Research in NLP

Related Works of Cross-Lingual Topic Modeling

Seung-won Seo 2024. 3. 3. 18:51

Cross-Lingual Topic Models were proposed as an extended form of Mono-Lingual topic models to discover hidden common topics in documents written in different languages.

The earliest polylingual topic model ([1] Mimno et al. 2009) utilizes one topic distribution to generate a tuple of comparable documents in different languages.[1] assumes that documents are topically aligned to track topic trends across languages. Since then, research has continued, focusing on aligning topics in parallel or similar corpora using bilingual dictionaries.[2], [4] use methods to connect vocabulary in bilingual dictionaries.

In particular, JointLDA [2] utilizes a bilingual dictionary and introduces "concepts" to connect words from different languages. The model achieves better monolingual models by optimizing cross-lingual corpora than LDA does when trained solely on monolingual data.[3] constructs a tree dictionary to integrate word correlations and document alignment information into the model.[5] (MCTA), [6], [7] (NMTM) connect words from translation dictionaries and directly align topics to make these words belong to the same topic. These studies primarily align cross-lingual topics using translations from dictionaries.[8] (MTAnchor), a multilingual anchoring approach, is proposed as a generative method to improve MCTA [5]. This algorithm converges faster compared to generative methods and ultimately forms better vector representations for documents. Anchoring's advantages over generative methods lie in robustness and practicality. While generative methods require long documents to correctly estimate topic-word distributions, anchoring can handle documents of any size.However, [5] MCTA, [8] MTAnchor address the issue of words not aligning well between different languages in generated topics.

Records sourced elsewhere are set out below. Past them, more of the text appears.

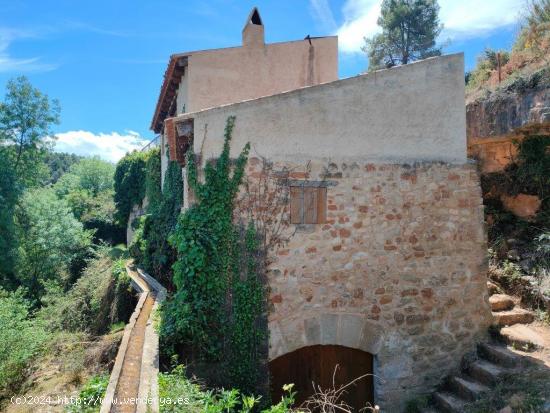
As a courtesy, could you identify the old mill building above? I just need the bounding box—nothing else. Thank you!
[149,8,492,412]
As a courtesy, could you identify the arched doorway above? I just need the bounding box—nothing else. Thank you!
[269,345,374,411]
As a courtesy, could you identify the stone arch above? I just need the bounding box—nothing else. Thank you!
[268,313,385,409]
[269,313,385,361]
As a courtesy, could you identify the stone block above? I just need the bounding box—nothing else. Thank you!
[320,313,339,345]
[304,317,321,345]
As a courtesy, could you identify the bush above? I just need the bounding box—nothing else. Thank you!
[39,249,135,335]
[158,365,296,413]
[66,374,109,413]
[0,289,49,399]
[466,48,510,90]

To improve this aspect, [7] (NMTM) was the first to propose a [9] VAE-based Cross-Lingual Neural Topic Model.It transforms the topic-word distribution to the vocabulary space of another language. Thus, the topic-word distributions of one language can incorporate the semantics of another language, aligning cross-lingual topics. They demonstrate that their model outperforms traditional multilingual topic models ([5] MCTA, [8] MTAnchor).

Recently, there has been an issue with Cross-Lingual Topic Models relying on bilingual dictionaries, particularly in languages with insufficient dictionaries, where topic alignment does not work effectively. Additionally, when using a bilingual dictionary for direct alignment, there is a problem with degenerate topic representations.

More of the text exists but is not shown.